Less than a week away from the big release of their new game, Dead Cells, french developers Motion Twin are doing the media rounds and the topic of their unique corporate structure has come into focus. During an interview with Kotaku, game designer Sébastien Bénard says that Motion Twin’s compensation and ownership system is, “a direct challenge, not just to the exploitative practices you see at a lot of other companies, but also to tired old world corporate structures in general.” The company pays each employee the same wage, regardless of their title or how long they’ve been with the studio.
Bénard explains how the day to day business and decisions are discussed by the team in-person or over the chat client Slack. When there is a lack of consensus on any given decision, a vote is held among the employees. This often leaves some team members unhappy they did not get their way. This is what Bénard deems “the tricky part.” Sometimes team members must accept that their great idea will be discarded by the team at large.
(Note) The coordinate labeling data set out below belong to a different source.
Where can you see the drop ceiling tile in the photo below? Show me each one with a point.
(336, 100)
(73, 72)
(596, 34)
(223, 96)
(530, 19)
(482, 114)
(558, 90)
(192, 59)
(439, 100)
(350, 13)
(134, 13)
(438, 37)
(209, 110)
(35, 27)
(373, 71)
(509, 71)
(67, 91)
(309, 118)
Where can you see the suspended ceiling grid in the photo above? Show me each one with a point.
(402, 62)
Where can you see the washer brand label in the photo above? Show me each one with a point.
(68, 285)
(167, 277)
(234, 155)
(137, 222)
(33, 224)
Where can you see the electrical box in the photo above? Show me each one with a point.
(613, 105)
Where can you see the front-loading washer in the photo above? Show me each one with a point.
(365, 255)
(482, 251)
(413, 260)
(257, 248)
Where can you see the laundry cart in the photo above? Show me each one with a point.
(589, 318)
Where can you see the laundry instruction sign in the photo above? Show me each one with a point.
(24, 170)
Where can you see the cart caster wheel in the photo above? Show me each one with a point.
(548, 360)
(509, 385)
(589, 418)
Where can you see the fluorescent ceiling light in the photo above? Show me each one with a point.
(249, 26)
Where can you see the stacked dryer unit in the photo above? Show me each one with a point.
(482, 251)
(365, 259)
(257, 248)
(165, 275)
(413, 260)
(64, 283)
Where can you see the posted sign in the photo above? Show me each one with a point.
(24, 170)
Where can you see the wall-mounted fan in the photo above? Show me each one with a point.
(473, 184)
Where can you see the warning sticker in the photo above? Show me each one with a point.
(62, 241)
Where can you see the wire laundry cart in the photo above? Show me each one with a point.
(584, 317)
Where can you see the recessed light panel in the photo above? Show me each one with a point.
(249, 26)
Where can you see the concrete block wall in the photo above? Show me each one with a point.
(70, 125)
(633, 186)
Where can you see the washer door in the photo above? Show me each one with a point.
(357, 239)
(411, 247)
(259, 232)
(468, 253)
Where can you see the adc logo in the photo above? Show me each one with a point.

While things appear to be working very well for the small team behind Dead Cells, expansion in the past put an enormous strain on the company structure. “Years ago, we did grow a lot, but this wasn’t a great experience,” Bénard said. “We lost much of what made Motion Twin a nice company to work in, and during the process, many people lost this important motivation and focus that worked for us. I think it requires quite a clever structure to go beyond 15 people with a similar equitable design, because you’ll need innovative systems to keep everyone involved.”
Time will tell how this arrangement will work for Motion Twin going forward. Dead Cells will be releasing on the current-gen consoles and Nintendo Switch August 7.
Chris Jarrard posted a new article, Dead Cells studio proclaims the virtues of paying everyone the same
I don't like that at all, why should someone who is more productive and more critical to the success of the company not be rewarded? Either you're paying everyone very generously, or you're paying your senior employees a lot less than they would get at another job and they'll eventually leave.
Yup, there's a problem at my previous company where they're having to pay hires straight out of university the same as people who have been there awhile. You can imagine how well that's going over.
This is more specific to the area I'm in than how the company pays in general. It's very difficult to find rendering people now (as in people that could write a rendering engine as opposed to just using Unity/Unreal) so they come at a price premium.
So what's happening is the new hires come on at a level higher than they really are so they can be paid enough. But that doesn't sit well with the people who are actually at that level. Which means you now need to either promote the more senior people or they're likely to walk and then you've got a serious problem.
Paying everyone the same sounds great until you have friction from people who are more senior getting the same as junior staff. Like you said, either the junior people are hilariously overpaid or the senior people are underpaid. It's probably a combination of both and I foresee lots of senior staff turnover in the future.
I can't believe I'm saying playing devil's advocate on this, but I could see this approach working as long as:
1) Times are good and profits are strong, plus
2) Everyone at the company is making way over their market worth anyway, and
3) The cost-of-living at where everyone lives is low enough.
In those (damn near impossible) conditions, the salary is basically just a dick-wagging number. If you flatten the salary gap, and if everyone's having fun, then I think it could definitely foster an org where everyone's in it together having a good time.
Sounds kinda inflexible to me. And harder to attract experienced talent.
I'm not sure its all that "virtuous" either. It sounds like they are trying to solve a problem they don't have. The problem, as I see it, is ridiculous salaries for people at the top. 7-8 figure salaries for CEOs, CFOs, CTOs, etc. 10x - 100x the regular salaried employee. Are they pulling in the kind of profits to pay their top stake holders that much money? Not as an indie company, thats for sure. So are they in any way solving a problem that doesn't exist for them in the first place? Why bother?
Who is complaining that a key manager or design lead or programmer lead is making 100k vs a new hire who is making 65k?
But, whatever. Run your company how you want. They are making great games, and as long as it makes business sense to do what they are doing, go for it.
Experience and skills have varying market rates. People who can get a high salary on that market, will require something comparable. They'd go broke if they paid their QA team and everyone else that salary, and they'll have no highly experienced people if they pay them less under market value.
I just don't see how this could work.